Podcast
In this episode of The World at Your Feet, we analyze whether there is a post-Davos, post-Greenland Europe, reinvigorated in its self-esteem and with weapons it didn’t know it had, or is Trump’s retreat from tariffs and threats just an interregnum before yet another attack? Ana França invites Catarina Maldonado Vasconcelos and David Dinis to the conversation
These consecutive turmoil imposed on Europe and the international order by the new Trump Administration should no longer surprise anyone, but the complete unpredictability of the behavior of the President of the United States always manages to leave European allies disconcerted. When the year began, the idea of an attack on Venezuela was relatively dormant and yet on January 3, Nicolás Maduro was kidnapped by US special forces and is now in prison awaiting trial in New York.
The idea of acquiring or annexing Greenland had also already floated in Trump’s speeches, but the escalation of the last two weeks was not taken into account by the European allies, who were forced to urgently meet and send a few dozen soldiers to show some type of unity.
Until the end of last week, Danish soldiers on the island had not even been officially authorized to fire on the North American invaders; this order was only given about five days ago, according to public broadcaster DR. It is natural that it was not in the protocol, after all, the United States is a member of NATO and, until about 10 years ago, NATO was an organization that the United States supported without any “ifs” or “buts”.
The instability of the Atlantic alliance when there is a war in Europe is just one of the chapters of this new history, of this new world order, the phrase that has been so often used to explain the rupture that came from the other side of the Atlantic, but there is more: the economic war or the permanent threat of launching one, the end of North American funding for key institutions such as the World Health Organization, the break with pillar concepts such as the independence of Justice and the media, and many, many other things that today are less certain than when Donald Trump came to power.
In the middle of all this, there are the EU Member States, the richest bloc of countries in the world, the largest market in the world, but also a group of democracies that have become accustomed to leaving Defense in the hands of the North American giant and focusing, instead, on the stability of the welfare state.
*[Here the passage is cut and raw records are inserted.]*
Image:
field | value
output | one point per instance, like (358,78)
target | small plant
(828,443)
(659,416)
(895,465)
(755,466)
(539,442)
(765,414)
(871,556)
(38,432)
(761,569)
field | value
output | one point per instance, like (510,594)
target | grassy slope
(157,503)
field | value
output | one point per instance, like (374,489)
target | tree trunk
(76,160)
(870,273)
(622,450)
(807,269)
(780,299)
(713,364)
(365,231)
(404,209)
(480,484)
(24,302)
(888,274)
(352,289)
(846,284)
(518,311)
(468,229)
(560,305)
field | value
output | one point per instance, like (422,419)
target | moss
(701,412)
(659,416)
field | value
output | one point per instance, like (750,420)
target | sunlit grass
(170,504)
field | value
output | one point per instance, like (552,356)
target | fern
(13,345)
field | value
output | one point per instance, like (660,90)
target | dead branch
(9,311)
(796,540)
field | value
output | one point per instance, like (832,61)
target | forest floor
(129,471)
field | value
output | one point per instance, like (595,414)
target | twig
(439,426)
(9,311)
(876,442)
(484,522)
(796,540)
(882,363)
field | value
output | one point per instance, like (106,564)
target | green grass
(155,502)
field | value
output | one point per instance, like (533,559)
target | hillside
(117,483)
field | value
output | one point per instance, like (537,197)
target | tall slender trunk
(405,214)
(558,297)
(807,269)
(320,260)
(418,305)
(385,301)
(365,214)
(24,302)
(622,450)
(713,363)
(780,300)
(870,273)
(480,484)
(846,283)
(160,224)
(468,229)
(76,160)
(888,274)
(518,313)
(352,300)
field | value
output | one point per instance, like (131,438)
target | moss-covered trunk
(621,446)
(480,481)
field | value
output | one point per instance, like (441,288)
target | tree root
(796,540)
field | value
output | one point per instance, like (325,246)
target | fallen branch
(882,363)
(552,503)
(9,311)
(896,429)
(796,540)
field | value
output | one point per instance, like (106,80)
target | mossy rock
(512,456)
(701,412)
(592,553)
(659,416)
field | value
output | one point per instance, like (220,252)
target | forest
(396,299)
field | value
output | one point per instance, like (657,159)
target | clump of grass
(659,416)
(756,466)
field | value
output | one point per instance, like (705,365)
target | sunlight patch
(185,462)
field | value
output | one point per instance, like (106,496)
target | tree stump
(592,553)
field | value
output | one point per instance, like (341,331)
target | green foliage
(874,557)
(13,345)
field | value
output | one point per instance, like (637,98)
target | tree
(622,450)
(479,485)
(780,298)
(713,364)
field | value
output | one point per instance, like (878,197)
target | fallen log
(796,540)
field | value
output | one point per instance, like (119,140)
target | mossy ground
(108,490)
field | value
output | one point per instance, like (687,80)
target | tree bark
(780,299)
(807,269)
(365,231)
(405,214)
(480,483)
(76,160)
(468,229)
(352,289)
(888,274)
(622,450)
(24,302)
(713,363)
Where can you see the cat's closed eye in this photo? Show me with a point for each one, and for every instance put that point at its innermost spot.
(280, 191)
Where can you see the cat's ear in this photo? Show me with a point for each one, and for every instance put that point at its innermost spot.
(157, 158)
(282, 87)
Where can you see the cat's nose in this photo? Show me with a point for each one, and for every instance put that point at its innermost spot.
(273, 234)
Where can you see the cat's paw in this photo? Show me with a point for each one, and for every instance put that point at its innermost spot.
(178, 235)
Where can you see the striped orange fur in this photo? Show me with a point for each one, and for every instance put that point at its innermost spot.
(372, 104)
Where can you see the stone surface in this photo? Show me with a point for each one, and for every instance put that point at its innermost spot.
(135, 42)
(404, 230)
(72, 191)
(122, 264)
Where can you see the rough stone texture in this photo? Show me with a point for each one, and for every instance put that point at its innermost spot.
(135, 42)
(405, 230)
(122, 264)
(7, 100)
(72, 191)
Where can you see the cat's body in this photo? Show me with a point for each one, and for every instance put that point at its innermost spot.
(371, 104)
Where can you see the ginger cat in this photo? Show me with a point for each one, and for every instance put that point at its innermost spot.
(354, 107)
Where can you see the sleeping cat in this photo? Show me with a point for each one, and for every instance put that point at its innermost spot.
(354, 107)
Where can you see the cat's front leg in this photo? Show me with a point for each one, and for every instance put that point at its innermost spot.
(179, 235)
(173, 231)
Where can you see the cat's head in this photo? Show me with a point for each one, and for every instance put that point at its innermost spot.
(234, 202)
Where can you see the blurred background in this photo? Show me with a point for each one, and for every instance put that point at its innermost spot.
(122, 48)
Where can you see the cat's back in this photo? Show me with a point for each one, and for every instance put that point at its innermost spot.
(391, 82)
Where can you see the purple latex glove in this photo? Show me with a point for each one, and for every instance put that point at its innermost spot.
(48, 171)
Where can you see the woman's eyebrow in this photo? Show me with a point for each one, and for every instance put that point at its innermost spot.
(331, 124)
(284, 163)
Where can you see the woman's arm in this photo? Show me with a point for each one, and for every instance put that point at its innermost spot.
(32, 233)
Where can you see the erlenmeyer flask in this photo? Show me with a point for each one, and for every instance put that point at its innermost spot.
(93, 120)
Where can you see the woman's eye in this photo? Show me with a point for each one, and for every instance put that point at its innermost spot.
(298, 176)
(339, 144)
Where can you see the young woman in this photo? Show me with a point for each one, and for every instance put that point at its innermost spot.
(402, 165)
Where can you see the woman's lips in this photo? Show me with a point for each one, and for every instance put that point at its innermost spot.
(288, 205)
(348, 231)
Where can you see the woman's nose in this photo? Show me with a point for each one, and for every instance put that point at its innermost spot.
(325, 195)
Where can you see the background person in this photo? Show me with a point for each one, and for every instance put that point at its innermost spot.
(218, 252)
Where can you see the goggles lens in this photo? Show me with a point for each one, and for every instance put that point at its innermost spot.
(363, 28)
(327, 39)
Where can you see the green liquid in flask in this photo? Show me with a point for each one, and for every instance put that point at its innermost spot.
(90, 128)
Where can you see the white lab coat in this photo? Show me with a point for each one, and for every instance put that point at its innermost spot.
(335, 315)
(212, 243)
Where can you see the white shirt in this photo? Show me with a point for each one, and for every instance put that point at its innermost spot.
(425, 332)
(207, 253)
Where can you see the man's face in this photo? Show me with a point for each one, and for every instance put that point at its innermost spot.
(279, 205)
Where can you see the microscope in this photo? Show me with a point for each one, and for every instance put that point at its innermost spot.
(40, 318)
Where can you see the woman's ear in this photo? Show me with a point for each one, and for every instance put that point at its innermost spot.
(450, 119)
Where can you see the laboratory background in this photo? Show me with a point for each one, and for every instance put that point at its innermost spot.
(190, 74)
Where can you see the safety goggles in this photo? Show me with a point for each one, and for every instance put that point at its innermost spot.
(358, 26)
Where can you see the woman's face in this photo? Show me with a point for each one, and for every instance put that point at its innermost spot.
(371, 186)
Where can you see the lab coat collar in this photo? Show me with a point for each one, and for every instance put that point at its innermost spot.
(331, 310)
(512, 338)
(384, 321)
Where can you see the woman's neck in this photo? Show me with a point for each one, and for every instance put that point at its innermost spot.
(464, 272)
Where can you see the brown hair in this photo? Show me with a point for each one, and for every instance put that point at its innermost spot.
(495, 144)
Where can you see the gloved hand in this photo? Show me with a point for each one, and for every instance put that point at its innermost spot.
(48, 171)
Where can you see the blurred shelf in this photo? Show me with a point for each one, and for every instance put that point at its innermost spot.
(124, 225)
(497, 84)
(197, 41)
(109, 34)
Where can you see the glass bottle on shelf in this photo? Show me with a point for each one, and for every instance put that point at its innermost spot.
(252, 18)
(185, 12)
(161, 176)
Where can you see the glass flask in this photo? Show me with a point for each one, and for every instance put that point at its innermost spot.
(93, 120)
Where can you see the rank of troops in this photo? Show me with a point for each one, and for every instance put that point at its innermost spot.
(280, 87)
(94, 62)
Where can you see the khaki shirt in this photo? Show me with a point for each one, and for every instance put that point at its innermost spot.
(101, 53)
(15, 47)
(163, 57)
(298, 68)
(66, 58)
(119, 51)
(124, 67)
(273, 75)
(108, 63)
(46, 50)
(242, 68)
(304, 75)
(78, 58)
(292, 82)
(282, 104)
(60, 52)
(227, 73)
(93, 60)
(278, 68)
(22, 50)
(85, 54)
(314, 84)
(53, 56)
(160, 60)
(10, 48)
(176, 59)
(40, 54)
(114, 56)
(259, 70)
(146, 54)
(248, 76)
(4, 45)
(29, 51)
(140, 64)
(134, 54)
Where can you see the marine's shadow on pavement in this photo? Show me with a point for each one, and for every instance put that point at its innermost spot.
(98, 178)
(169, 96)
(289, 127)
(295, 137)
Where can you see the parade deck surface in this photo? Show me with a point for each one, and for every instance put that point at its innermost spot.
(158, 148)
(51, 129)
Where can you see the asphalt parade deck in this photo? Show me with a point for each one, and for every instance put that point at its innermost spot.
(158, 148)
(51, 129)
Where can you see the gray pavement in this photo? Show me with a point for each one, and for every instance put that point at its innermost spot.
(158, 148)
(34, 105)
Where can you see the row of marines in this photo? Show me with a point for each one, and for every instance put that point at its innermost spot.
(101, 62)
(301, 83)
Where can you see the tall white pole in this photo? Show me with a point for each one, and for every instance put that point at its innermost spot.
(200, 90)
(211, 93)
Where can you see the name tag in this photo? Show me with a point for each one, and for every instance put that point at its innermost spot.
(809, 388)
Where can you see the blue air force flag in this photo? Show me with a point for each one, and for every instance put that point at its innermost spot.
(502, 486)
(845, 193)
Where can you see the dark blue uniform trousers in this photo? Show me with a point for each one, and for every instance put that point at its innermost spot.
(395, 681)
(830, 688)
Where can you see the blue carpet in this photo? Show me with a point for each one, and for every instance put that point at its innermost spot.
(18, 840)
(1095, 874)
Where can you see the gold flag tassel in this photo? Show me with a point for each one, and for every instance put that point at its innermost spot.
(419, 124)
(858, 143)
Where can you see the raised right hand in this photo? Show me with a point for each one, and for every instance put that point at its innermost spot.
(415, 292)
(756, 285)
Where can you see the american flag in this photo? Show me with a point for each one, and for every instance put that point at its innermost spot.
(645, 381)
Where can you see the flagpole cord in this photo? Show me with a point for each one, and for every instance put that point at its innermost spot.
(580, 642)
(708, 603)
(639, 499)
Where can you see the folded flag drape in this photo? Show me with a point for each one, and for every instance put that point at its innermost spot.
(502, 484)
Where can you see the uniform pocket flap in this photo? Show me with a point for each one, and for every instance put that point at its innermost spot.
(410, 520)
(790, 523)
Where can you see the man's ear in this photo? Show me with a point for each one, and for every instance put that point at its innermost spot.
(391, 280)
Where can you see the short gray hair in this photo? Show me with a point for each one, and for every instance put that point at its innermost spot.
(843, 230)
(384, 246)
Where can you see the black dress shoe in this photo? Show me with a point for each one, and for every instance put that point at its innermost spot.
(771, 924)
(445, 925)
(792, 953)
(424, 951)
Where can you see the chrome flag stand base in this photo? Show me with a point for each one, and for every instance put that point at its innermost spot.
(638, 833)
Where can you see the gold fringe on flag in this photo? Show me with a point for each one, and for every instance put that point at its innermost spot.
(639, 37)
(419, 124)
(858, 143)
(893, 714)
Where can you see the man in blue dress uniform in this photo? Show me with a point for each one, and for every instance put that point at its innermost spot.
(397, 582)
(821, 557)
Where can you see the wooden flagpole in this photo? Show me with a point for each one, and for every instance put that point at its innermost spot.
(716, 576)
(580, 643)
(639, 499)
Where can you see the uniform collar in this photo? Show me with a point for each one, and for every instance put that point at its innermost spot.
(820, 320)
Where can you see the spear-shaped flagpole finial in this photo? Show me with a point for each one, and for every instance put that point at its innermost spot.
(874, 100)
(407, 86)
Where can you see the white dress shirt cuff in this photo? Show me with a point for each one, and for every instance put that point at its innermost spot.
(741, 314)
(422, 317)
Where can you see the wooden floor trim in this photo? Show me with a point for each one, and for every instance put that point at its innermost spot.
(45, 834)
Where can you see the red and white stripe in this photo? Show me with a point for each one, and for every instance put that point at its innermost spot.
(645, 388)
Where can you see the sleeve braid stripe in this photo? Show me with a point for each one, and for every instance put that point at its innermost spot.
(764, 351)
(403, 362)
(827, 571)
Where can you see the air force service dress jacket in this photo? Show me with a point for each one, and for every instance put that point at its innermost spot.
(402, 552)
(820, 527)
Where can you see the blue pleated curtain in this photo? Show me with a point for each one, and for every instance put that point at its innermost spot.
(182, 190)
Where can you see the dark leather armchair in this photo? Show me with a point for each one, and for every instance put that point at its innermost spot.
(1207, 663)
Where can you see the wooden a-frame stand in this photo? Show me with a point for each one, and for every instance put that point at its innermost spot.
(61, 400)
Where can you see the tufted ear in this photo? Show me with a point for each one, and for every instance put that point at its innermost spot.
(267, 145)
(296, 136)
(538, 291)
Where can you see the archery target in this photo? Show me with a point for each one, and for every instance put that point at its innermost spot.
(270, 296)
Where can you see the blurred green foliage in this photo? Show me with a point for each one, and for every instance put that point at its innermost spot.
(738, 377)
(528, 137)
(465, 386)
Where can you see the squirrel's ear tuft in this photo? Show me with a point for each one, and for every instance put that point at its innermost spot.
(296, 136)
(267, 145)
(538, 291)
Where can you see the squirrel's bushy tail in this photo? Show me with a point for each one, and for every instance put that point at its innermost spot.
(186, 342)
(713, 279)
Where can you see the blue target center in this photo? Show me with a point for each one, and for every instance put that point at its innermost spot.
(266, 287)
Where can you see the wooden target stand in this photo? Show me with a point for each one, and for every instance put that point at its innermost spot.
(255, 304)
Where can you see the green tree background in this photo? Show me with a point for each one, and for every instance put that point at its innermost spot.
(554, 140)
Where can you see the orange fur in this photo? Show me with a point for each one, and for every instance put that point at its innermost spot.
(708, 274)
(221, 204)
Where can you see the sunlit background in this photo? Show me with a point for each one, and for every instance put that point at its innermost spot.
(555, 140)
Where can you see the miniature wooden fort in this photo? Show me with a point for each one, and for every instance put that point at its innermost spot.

Of course, much of what Trump says about Europe is a lie. A brief analysis of crime, wages and economic figures, which Nobel Prize winner for Economics Paul Krugman shows that the sharp decline in European countries, which Trump’s ministers talk about so much, is not exactly real.
But suddenly we have all been woken up to a huge degree of exposure of our economy and security and it seems that, at least this time, in Davos, European leaders managed to show Donald Trump that the EU is still a power that must be respected. Volodymyr Zelensky, frightened by the lack of protagonism in his war, decided on a strategy of someone who no longer knows what else to do to show the Europeans that if Ukraine falls, it is not just Ukraine that falls and all that was left was to insult, by name, each of the rulers. Will it work?